Last, Peter’s three denials, in fulfillment of Jesus’s earlier prediction: for me this vignette profoundly points to the decisive role of the passion in the life of Christ’s followers, both corporately and individually. No other event in the New Testament more vividly alludes to the post-Pentecost “life and times” of the apostolic community. Just think about Peter’s career in establishing the community of the Jesus movement, the first-generation church. The same Peter, for example, who first planted the gospel seed in the community of Gentiles (in the house of Cornelius, Acts 10) is the same one who denied Christ in the face of Gentile hostility. What makes the difference in Peter’s life? What explains the “before” and “after” of his character?

Only the passion of Christ — his death and resurrection, bound with the surrounding complex of events, including Pentecost and the rending of the temple veil — could convert Peter from a person of fear to a preacher of gospel love for the whole world.

As for the world, so also for Peter: the great event which divides “before” and “after” is the cross of Jesus Christ.

So it is in our lives, as well. How frequently do we resist the cross, despising its shame, wanting to forgo its painful weight? Yet, the Spirit calls us through the cross. Not around it, not bypassing it, but through it. Through the cross: this is the Spirit’s call to Peter, to the world, and to each one of us.

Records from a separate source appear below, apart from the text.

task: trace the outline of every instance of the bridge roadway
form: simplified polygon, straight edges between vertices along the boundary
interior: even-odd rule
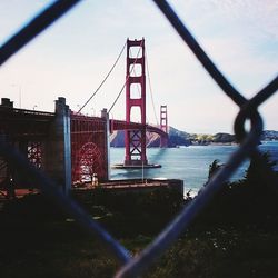
[[[109,179],[109,132],[146,129],[167,136],[150,125],[109,120],[106,110],[101,117],[72,112],[64,98],[56,100],[54,113],[18,109],[12,105],[9,99],[2,99],[0,135],[37,168],[43,169],[59,183],[67,183],[67,189],[76,181],[90,180],[93,173],[100,181]],[[0,186],[10,177],[18,185],[26,183],[28,179],[23,173],[11,168],[0,156]]]
[[[89,117],[71,112],[72,117],[85,121],[101,121],[100,117]],[[53,121],[54,113],[46,111],[34,111],[18,108],[7,108],[0,106],[0,133],[11,138],[42,138],[48,135],[50,122]],[[123,120],[110,119],[110,132],[116,130],[147,130],[167,136],[167,133],[158,127],[151,125],[141,125],[139,122],[127,122]]]

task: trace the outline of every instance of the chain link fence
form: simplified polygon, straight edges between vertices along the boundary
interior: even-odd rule
[[[258,112],[258,107],[270,98],[278,89],[278,77],[276,77],[264,89],[257,92],[251,99],[246,99],[217,69],[207,53],[188,31],[183,22],[176,14],[167,1],[153,0],[161,13],[168,19],[183,42],[191,49],[196,58],[201,62],[211,78],[222,89],[227,97],[231,98],[240,108],[235,119],[235,135],[240,142],[240,147],[230,156],[228,162],[222,167],[201,190],[201,192],[157,236],[157,238],[137,257],[115,240],[98,222],[92,220],[89,214],[83,211],[78,203],[69,197],[62,195],[58,186],[43,172],[37,170],[28,160],[10,146],[4,136],[0,136],[0,153],[14,167],[24,169],[36,180],[42,191],[49,196],[58,206],[63,207],[80,226],[85,227],[92,236],[107,246],[111,256],[115,256],[122,265],[116,277],[140,276],[165,250],[172,245],[177,237],[189,227],[196,215],[210,201],[211,197],[221,188],[222,183],[232,175],[246,158],[259,157],[257,149],[260,135],[262,132],[262,119]],[[9,39],[0,48],[0,64],[4,63],[19,49],[30,42],[36,36],[42,32],[57,19],[63,16],[79,0],[58,0],[43,10],[30,23],[23,27],[18,33]],[[249,131],[245,130],[245,122],[250,120]],[[277,186],[277,185],[276,185]]]

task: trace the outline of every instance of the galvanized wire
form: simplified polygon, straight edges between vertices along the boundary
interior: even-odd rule
[[[54,22],[60,16],[69,10],[78,1],[57,1],[47,8],[41,14],[34,18],[27,27],[22,28],[7,43],[0,48],[0,64],[8,60],[20,48],[27,44],[32,38]],[[165,230],[136,258],[131,258],[129,251],[116,241],[102,227],[83,211],[75,201],[57,189],[57,185],[43,172],[32,167],[22,155],[0,137],[0,153],[14,166],[23,168],[30,177],[39,182],[42,190],[66,211],[70,212],[76,220],[89,232],[97,236],[111,250],[112,256],[119,259],[122,268],[116,277],[137,277],[141,275],[158,257],[177,239],[177,237],[189,227],[196,215],[209,202],[211,197],[221,188],[232,172],[248,157],[258,156],[257,145],[262,131],[262,119],[258,107],[270,98],[278,89],[278,77],[262,88],[258,93],[247,100],[228,79],[217,69],[211,59],[195,40],[177,13],[165,0],[153,0],[161,12],[166,16],[182,40],[196,54],[203,68],[208,71],[222,91],[230,97],[240,108],[235,119],[235,135],[240,142],[239,148],[231,155],[228,162],[203,187],[198,196],[168,225]],[[42,19],[47,19],[46,21]],[[245,130],[245,122],[251,122],[250,131]],[[276,185],[277,186],[277,185]]]

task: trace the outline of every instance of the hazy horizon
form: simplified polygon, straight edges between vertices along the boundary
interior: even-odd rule
[[[3,43],[52,1],[0,2]],[[169,1],[203,50],[246,98],[278,73],[278,1]],[[186,132],[234,133],[238,108],[207,75],[152,1],[81,1],[0,69],[0,97],[16,107],[53,111],[64,97],[79,110],[107,75],[127,38],[146,39],[156,113],[168,106],[169,125]],[[126,53],[83,110],[110,108],[126,78]],[[147,81],[147,80],[146,80]],[[147,81],[148,83],[148,81]],[[156,122],[149,86],[147,119]],[[21,99],[21,100],[20,100]],[[278,96],[259,111],[266,130],[278,130]],[[125,91],[111,111],[125,118]]]

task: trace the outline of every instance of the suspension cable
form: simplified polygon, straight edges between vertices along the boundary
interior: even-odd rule
[[[97,95],[97,92],[99,91],[99,89],[102,87],[102,85],[106,82],[106,80],[108,79],[108,77],[110,76],[110,73],[112,72],[112,70],[115,69],[116,64],[118,63],[125,48],[127,46],[127,42],[125,43],[125,46],[122,47],[119,56],[117,57],[115,63],[112,64],[111,69],[109,70],[109,72],[107,73],[107,76],[105,77],[105,79],[100,82],[99,87],[97,88],[97,90],[91,95],[91,97],[85,102],[85,105],[79,109],[78,113],[80,113],[80,111],[89,103],[89,101]]]
[[[159,122],[158,122],[158,117],[157,117],[157,112],[156,112],[156,106],[155,106],[155,101],[153,101],[153,93],[152,93],[151,82],[150,82],[149,63],[148,63],[148,57],[147,57],[147,50],[146,49],[145,49],[145,53],[146,53],[146,66],[147,66],[146,68],[147,68],[147,77],[148,77],[148,83],[149,83],[149,89],[150,89],[151,103],[152,103],[152,109],[153,109],[156,121],[157,121],[157,126],[158,126]]]
[[[141,41],[140,48],[139,48],[139,50],[138,50],[138,52],[137,52],[137,57],[136,57],[136,59],[135,59],[135,61],[133,61],[133,63],[132,63],[132,68],[131,68],[131,70],[129,70],[128,76],[127,76],[127,78],[126,78],[126,81],[125,81],[125,83],[123,83],[123,86],[122,86],[120,92],[118,93],[116,100],[113,101],[112,106],[111,106],[110,109],[108,110],[109,113],[110,113],[110,111],[113,109],[116,102],[118,101],[118,99],[120,98],[120,96],[121,96],[121,93],[122,93],[125,87],[127,86],[127,82],[128,82],[128,80],[129,80],[129,78],[130,78],[130,72],[132,72],[132,70],[133,70],[133,68],[135,68],[135,64],[136,64],[136,62],[137,62],[137,60],[138,60],[138,57],[139,57],[141,47],[142,47],[142,41]]]

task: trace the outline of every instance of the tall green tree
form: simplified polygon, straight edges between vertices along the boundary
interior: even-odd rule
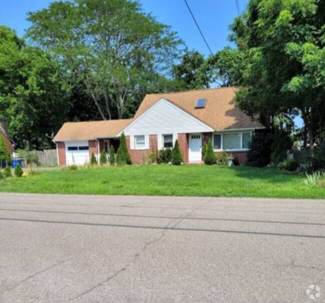
[[[210,56],[208,62],[212,81],[221,81],[221,86],[241,85],[246,66],[244,52],[229,47]]]
[[[29,14],[28,36],[84,84],[102,119],[127,115],[132,96],[177,58],[180,41],[138,2],[54,2]]]
[[[250,0],[231,26],[248,60],[237,104],[268,126],[300,113],[310,149],[325,130],[324,24],[324,1]]]
[[[48,147],[65,120],[66,91],[58,63],[0,27],[0,116],[18,147]]]
[[[180,62],[172,68],[173,79],[178,89],[188,90],[208,88],[212,75],[204,56],[197,51],[186,49]]]

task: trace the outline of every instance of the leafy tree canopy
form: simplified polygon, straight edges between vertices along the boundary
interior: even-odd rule
[[[127,116],[132,96],[177,58],[170,28],[128,0],[54,2],[29,14],[28,36],[83,83],[103,119]]]
[[[230,28],[247,63],[236,102],[266,117],[301,114],[312,149],[325,130],[325,3],[250,0]]]
[[[210,68],[204,56],[188,49],[180,63],[173,67],[172,74],[180,90],[208,88],[211,80]]]

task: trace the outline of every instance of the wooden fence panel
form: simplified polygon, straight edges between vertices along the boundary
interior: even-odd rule
[[[49,166],[58,164],[58,154],[56,149],[38,150],[37,151],[37,156],[40,164],[43,166]]]

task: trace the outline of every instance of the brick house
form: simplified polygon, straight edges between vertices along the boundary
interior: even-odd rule
[[[59,164],[82,165],[111,145],[116,151],[122,132],[132,163],[148,160],[150,151],[172,147],[178,139],[186,163],[202,162],[202,148],[211,139],[216,152],[236,154],[241,164],[252,134],[264,128],[237,108],[236,89],[222,88],[146,95],[133,119],[66,123],[54,141]]]

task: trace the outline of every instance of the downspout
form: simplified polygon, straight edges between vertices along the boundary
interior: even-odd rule
[[[52,140],[52,141],[56,144],[56,158],[58,158],[58,166],[60,166],[60,161],[58,159],[58,143],[54,141],[54,140]],[[64,148],[64,153],[66,152],[65,148]]]
[[[100,163],[100,141],[98,140],[98,139],[97,139],[97,138],[96,138],[95,139],[96,139],[96,141],[97,141],[97,162],[99,163]]]

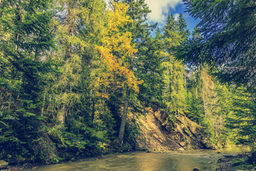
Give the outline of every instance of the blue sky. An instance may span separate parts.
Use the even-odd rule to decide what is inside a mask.
[[[105,1],[107,4],[109,1],[109,0]],[[191,17],[188,13],[184,13],[186,8],[182,0],[145,0],[145,3],[152,11],[152,13],[149,14],[147,16],[148,21],[150,23],[159,23],[160,27],[164,24],[168,12],[174,14],[176,17],[179,16],[179,13],[182,13],[190,31],[193,31],[194,27],[199,22]]]

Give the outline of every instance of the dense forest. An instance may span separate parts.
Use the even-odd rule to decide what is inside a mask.
[[[0,1],[0,160],[136,150],[152,108],[255,164],[256,2],[184,0],[190,32],[182,14],[159,26],[144,0],[113,1]]]

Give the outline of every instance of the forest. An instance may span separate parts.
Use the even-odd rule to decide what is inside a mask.
[[[140,118],[198,124],[256,165],[256,2],[183,0],[148,22],[144,0],[0,0],[0,160],[58,163],[137,150]]]

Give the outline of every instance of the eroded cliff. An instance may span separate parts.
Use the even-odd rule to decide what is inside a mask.
[[[139,119],[142,131],[138,147],[150,151],[217,148],[204,137],[202,128],[186,116],[175,116],[176,122],[170,126],[159,110],[147,110],[148,114]]]

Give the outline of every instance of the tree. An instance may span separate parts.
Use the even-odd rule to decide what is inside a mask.
[[[126,15],[129,6],[124,3],[113,2],[114,11],[107,11],[107,27],[102,27],[102,46],[97,48],[102,54],[103,72],[97,78],[94,90],[98,95],[108,98],[117,90],[123,88],[124,104],[122,116],[119,139],[123,143],[124,133],[128,113],[129,98],[131,91],[139,93],[139,85],[142,83],[132,71],[132,58],[137,52],[132,45],[132,34],[124,31],[124,26],[132,22]]]
[[[54,48],[55,8],[51,1],[24,0],[1,1],[0,9],[1,157],[52,160],[47,150],[52,146],[46,148],[37,140],[46,140],[41,101],[48,76],[55,71],[46,57]]]
[[[167,104],[167,113],[172,115],[182,113],[185,105],[186,90],[184,79],[184,65],[176,60],[174,48],[182,41],[179,33],[177,21],[174,15],[167,17],[166,26],[164,28],[165,48],[167,53],[164,62],[162,63],[165,72],[165,91],[164,96]]]
[[[188,11],[200,19],[202,38],[179,47],[177,56],[194,64],[217,69],[223,82],[256,88],[256,4],[252,0],[184,0]]]

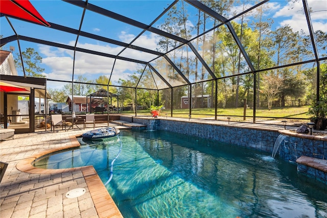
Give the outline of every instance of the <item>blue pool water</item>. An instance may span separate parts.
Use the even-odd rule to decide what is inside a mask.
[[[122,130],[106,186],[125,217],[327,217],[327,187],[271,154],[161,130]],[[117,138],[35,165],[92,165],[104,184]]]

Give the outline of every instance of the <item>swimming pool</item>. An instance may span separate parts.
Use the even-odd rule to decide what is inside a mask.
[[[106,186],[125,217],[325,217],[327,187],[271,154],[163,130],[122,130]],[[62,168],[92,165],[104,183],[117,138],[39,160]]]

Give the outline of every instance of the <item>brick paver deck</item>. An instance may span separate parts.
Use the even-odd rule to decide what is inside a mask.
[[[75,136],[86,130],[18,134],[0,142],[0,160],[9,163],[0,184],[1,218],[123,217],[92,166],[45,169],[31,165],[50,152],[79,146]],[[65,197],[77,188],[86,193]]]

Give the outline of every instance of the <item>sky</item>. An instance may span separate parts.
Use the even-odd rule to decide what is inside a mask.
[[[31,1],[31,3],[48,22],[78,29],[82,17],[83,9],[72,4],[59,1]],[[162,12],[164,9],[172,3],[172,1],[89,1],[88,3],[109,10],[117,14],[149,25]],[[308,26],[302,10],[301,1],[271,1],[265,4],[269,6],[266,14],[274,20],[273,30],[285,25],[289,25],[295,31],[302,30],[308,33]],[[247,7],[251,7],[255,2],[249,2]],[[187,4],[187,3],[185,3]],[[326,0],[309,0],[309,7],[312,8],[311,19],[314,31],[318,30],[327,32],[327,1]],[[231,11],[240,12],[241,6],[235,6]],[[196,12],[192,6],[187,8],[191,15],[187,24],[192,27],[196,21]],[[158,28],[164,21],[166,15],[157,21],[153,27]],[[227,18],[231,17],[230,14]],[[19,35],[29,36],[64,45],[74,46],[76,35],[63,32],[55,31],[40,25],[35,25],[13,18],[9,18],[15,31]],[[6,18],[0,19],[0,34],[3,37],[11,36],[14,31],[8,23]],[[211,28],[209,25],[208,27]],[[85,13],[81,30],[93,34],[111,38],[126,43],[130,43],[134,37],[143,30],[107,17],[87,11]],[[195,33],[193,33],[195,34]],[[133,42],[132,45],[156,50],[160,37],[155,33],[146,32]],[[22,51],[27,48],[33,48],[42,58],[40,67],[44,68],[42,74],[50,79],[71,81],[72,79],[74,51],[42,44],[19,40]],[[109,44],[100,41],[80,36],[77,43],[78,47],[94,50],[101,52],[118,55],[123,47]],[[17,41],[6,45],[3,49],[9,50],[15,48],[15,56],[19,50]],[[149,61],[156,56],[128,49],[121,56],[132,59]],[[94,79],[100,75],[110,77],[114,59],[82,52],[76,52],[75,62],[75,77],[80,75],[88,79]],[[126,79],[128,76],[135,72],[138,68],[144,67],[142,64],[118,60],[111,77],[113,84],[118,84],[120,78]],[[21,72],[19,75],[22,75]],[[54,87],[62,86],[64,83],[53,83]]]

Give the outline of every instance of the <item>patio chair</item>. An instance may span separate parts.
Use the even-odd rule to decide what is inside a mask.
[[[4,177],[4,175],[5,175],[5,172],[6,172],[6,170],[7,169],[7,167],[8,166],[8,164],[7,163],[0,162],[0,174],[1,174],[0,182],[1,182],[1,181],[2,180],[2,178]]]
[[[64,126],[66,130],[66,122],[62,119],[62,116],[61,114],[52,114],[51,131],[53,127],[53,131],[55,132],[55,127],[58,126],[61,126],[61,129],[63,129]]]
[[[86,123],[93,123],[93,128],[96,128],[96,119],[94,114],[86,114],[84,120],[84,128],[86,127]]]

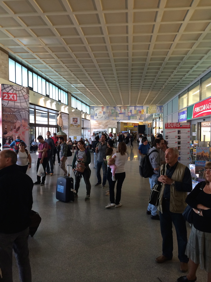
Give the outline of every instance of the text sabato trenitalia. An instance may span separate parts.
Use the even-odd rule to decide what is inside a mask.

The cross of Christ: the tactical victory which is also the axis mundi. It shapes and determines the cosmic history of the world, as well as the personal history of every follower of Christ.

Fr. Matt Boulter is the associate rector at Christ Church in Tyler, Texas, and recently completed a PhD in medieval philosophy at Maynooth University, Ireland.

Matt Boulter
Matt Boulter
The Rev. Dr. Matt Boulter is the rector of St. George’s Episcopal Church in east central Austin, Texas. A former Presbyterian minister with a Ph.D. in philosophy, Matt’s great love is reaching the city with the love, the good news, of Jesus Christ.

2 COMMENTS

  1. While reading your piece, I had the following thought on your comment about the man running away without his clothes: Yes, it seems to point to the authorship of the gospel, but it also seems to point to the author’s own experience before the cross: he is stripped and naked (perhaps, Adam himself being disrobed of his fig leaves?), knowing that *through* it — Jesus’ cross and Mark’s nakedness — he is reborn / made new / clothed afresh from one high, with robes washed in the blood of the lamb.

    I never had these thoughts before while meditating on this verse of Scripture. So, I guess I’m saying, “Thank you, Father Matt!”